| |
Bizi Ortaçağ'a yapıştıran tutkal...
Geçen pazartesi "Murat Aslan'ı Orhan Pamuk mu öldürdü?" başlıklı yazımın sonu şöyle bitiyordu: "JİTEM itirafçısının cinayet itirafları karşısında tavana bakmayı yeğleyenler, Orhan Pamuk'u yaylım ateşine tuttular. 'Kürtler öldürüldü' deyince söven sayan ama işkenceyle öldürülüp yakılan Kürt vatandaşımız 24 yaşındaki Murat Aslan'ın Dicle kıyısında bulunan cesedine ses çıkarmayan bir garip sessizlik. Böyle cinayetlerin işlendiği bir ülkede sessizlik bir noktadan sonra 'suç ortaklığına' dönüşür. Katilleri bırakıp 'cinayet var' diyeni yakalamak isteyenler 'vatanperver' olduklarına gerçekten inanıyorlar mı? 'Katil sevgisi' ve 'gerçek düşmanlığı' ile yücelmiş bir vatan hiç görmüşler mi? Unutmasınlar ki, sessizlikle karşılanan cinayetler sadece o cinayetin kurbanını değil 'vatanı' da öldürür sonunda..."

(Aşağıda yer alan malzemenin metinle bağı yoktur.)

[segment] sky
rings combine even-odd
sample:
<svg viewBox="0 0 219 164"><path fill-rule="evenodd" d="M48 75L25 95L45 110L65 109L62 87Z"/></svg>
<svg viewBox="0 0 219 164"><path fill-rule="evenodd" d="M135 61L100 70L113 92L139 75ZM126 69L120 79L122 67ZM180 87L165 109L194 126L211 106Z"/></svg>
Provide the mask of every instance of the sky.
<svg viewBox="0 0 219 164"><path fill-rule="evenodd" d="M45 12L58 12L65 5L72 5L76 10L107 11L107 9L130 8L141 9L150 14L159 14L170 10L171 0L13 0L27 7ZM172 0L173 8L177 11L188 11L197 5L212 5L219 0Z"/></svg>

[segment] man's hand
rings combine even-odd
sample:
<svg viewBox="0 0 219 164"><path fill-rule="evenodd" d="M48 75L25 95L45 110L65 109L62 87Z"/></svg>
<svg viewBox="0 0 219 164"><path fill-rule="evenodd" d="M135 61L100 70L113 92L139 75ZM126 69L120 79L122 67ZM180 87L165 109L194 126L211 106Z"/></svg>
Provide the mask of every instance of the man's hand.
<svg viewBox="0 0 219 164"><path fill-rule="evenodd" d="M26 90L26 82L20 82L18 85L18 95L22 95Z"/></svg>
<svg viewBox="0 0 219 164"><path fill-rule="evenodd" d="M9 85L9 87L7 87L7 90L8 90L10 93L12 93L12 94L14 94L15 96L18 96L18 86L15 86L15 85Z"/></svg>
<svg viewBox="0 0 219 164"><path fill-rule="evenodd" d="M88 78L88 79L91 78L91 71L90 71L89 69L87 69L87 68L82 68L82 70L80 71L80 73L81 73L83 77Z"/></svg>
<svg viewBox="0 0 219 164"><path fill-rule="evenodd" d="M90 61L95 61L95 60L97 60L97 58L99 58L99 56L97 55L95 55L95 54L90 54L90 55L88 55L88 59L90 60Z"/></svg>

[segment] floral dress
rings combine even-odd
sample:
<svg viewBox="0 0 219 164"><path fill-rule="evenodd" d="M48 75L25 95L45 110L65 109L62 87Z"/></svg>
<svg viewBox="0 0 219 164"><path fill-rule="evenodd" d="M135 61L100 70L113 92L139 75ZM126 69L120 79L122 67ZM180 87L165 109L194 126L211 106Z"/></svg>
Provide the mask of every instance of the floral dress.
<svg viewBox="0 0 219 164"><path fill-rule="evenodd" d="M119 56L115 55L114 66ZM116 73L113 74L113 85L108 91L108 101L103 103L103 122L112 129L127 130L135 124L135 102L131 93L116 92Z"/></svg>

Bu pişkin sessizlik, Adnan Ekinci'nin geçen salı günkü Radikal gazetesindeki "Bir kartal ne zaman bozkırda koşan tilkiye çullanır?" başlıklı yazısı dışında bozulmadı. Adnan Ekinci, sessizliğin suç ortağı olan "hukuk dünyasının" durumuna şaşırmış bir biçimde şunları yazdı: "Bu ahval içinde değerli barolarımızın, sevgili meslektaşlarımızın toplantılarında, seminerlerde, genel kurul seçim bildirilerinde dile getirdikleri 'insan hakları, demokrasi, hukuk devleti' söyleminin, aslında ağız içinde dolaşan bir çiklet olduğunu, popülist bir tekerlemeden başka bir içsellik taşımadığını, hepsinin kocaman bir yalan olduğunu görmek derin bir yürek ağrısına dönüşebilir. Bir toplumun korkusunu, karanlığındaki tarihine gözlerini yummasını anlayabilirim. Ya, hukuk fakültesi diplomasını ve avukatlık ruhsatını alırken üzerine iki kez yemin etmiş olduğu değerleri yutkunan meslektaşlarım? Çok zor. Hak ne zaman susar, hak? Hukuk ne zaman başını öne eğer, hukuk? Adalet ne zaman tecelli etmez, adalet? Bir kartal ne zaman bozkırda koşmakta olan tilkinin üzerine çullanır, ne zaman?"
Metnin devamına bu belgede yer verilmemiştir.